Keywords: Constitutional Law, Charter Claims, Poverty Law, Municipal Law, By-Laws, Civil Procedure, Appeals, Jurisdiction, Interlocutory Orders, Evidence, Res Judicata, Abuse of Process, Canadian Charter of Rights and Freedoms, sections 1, 7, and 15, Courts of Justice Act, R.S.O. 1990, c. C.43, ss. 6(1)(b), 6(2), 19(1)(b), Rules of Civil Procedure, rr. 1.04, 51, 61.03(1)(b), Cole v. Hamilton (City), (2002), 60 O.R. (3d) 284 (C.A.), Mader v. South Easthope Mutual Insurance Co., 2014 ONCA 714, Brown v. Hanley, 2019 ONCA 395, Carcillo v. Ontario Major Junior Hockey League, 2024 ONCA 685, P1 v. XYZ School, 2021 ONCA 901, Lax v. Lax (2004), 70 O.R. (3d) 520 (C.A.), 2099082 Ontario Limited v. Varcon Construction Corporation, 2020 ONCA 202, Azzeh v. Legendre, 2017 ONCA 385, Blair v. Ford, 2021 ONCA 841

Facts:

Fourteen unhoused persons challenged municipal by-law “sheltering restrictions” and evictions as breaches of their sections 1, 7, and 15 Charter rights. There were two interlocutory orders: (1) Ground 3 of the notice of Appeal on Nov 12, 2024, which redacted physicians’ affidavits on the responding parties’ harm; and (2) Ground 1 on Dec 4, 2024, which struck volumes of statistical data on homelessness.

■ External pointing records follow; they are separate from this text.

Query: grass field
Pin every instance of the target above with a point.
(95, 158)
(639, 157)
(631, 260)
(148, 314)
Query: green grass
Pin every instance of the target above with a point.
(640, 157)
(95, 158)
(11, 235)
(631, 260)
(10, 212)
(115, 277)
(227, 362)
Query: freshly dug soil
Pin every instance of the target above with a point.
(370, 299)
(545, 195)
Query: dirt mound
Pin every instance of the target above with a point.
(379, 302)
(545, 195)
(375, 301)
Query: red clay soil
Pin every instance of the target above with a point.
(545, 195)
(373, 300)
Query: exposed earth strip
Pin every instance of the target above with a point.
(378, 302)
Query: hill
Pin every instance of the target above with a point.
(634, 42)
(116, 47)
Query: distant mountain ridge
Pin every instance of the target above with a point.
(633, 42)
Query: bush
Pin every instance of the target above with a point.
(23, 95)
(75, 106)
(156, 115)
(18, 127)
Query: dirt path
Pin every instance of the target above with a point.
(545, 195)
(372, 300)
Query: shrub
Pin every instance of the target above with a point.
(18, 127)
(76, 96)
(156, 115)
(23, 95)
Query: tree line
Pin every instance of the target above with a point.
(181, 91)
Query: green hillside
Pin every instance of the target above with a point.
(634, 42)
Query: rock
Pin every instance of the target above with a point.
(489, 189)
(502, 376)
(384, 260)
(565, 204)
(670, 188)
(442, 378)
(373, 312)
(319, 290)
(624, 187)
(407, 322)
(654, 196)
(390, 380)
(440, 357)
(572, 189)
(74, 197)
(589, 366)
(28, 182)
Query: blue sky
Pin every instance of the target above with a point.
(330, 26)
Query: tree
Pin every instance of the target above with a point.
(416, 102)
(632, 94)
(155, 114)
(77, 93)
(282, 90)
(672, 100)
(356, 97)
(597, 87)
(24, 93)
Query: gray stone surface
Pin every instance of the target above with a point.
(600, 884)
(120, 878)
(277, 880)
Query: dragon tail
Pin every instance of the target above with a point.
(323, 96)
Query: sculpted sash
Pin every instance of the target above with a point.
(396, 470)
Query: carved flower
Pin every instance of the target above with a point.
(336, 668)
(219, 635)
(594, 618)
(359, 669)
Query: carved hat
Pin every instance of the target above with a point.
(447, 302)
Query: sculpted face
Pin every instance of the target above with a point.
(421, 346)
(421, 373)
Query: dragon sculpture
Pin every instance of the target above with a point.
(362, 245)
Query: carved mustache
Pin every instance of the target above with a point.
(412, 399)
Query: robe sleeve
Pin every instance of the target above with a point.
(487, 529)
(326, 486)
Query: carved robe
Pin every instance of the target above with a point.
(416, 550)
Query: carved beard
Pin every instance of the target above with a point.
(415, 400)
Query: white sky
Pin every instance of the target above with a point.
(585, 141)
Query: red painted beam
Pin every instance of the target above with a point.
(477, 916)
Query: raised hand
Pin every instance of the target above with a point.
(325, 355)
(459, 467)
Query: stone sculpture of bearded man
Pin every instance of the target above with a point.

The application judge dismissed the responding parties’ application as a final order on December 23, 2024. The responding parties appealed the final order and sought to appeal those interlocutory evidentiary rulings at the same time. The moving party moved to strike these grounds and the excluded documents from the appeal record.

Issues:

1. Did the Court have jurisdiction to hear the appeal of the two interlocutory orders?

2. Would an order allowing the appeal of the interlocutory orders to be heard with the appeal of the final order run counter res judicata or be an abuse of process?

Holding:

Motion dismissed.

Reasoning:

1. Yes.

The Court held it could hear the interlocutory appeals together with the final order. That is, the interlocutory and final orders were sufficiently interrelated that the Court of Appeal would have inevitably granted the interlocutory appeal. Section 6(2) of the Courts of Justice Act provides the Court of Appeal jurisdiction to decide appeals relating to matters already taken to the Court of Appeal. This applies even without seeking leave from the Divisional Court. In doing so, the Court highlighted its goal to promote judicial economy and expediency as set out in Rule 1.04 of the Rules of Civil Procedure.

2. No.

The Court held that granting leave would neither be res judicata nor an abuse of process. The Court decided it would have inevitably granted leave to appeal the interlocutory orders because of the significant overlap between the interlocutory and final orders and the issues they considered.

Among the interlocutory orders, Ground 1 was linked to the final order because it provided the relevant evidence to the issues of how the evictions and their execution deprived the responding parties section 1, 7, and 15 Charter rights. The physician’s evidence in Ground 3 was also pivotal to the final order because it discussed the mental and physical effect resulting from the evictions and barriers in accessing shelter. The Court held these negative impacts were interrelated to the claims of violated Charter rights.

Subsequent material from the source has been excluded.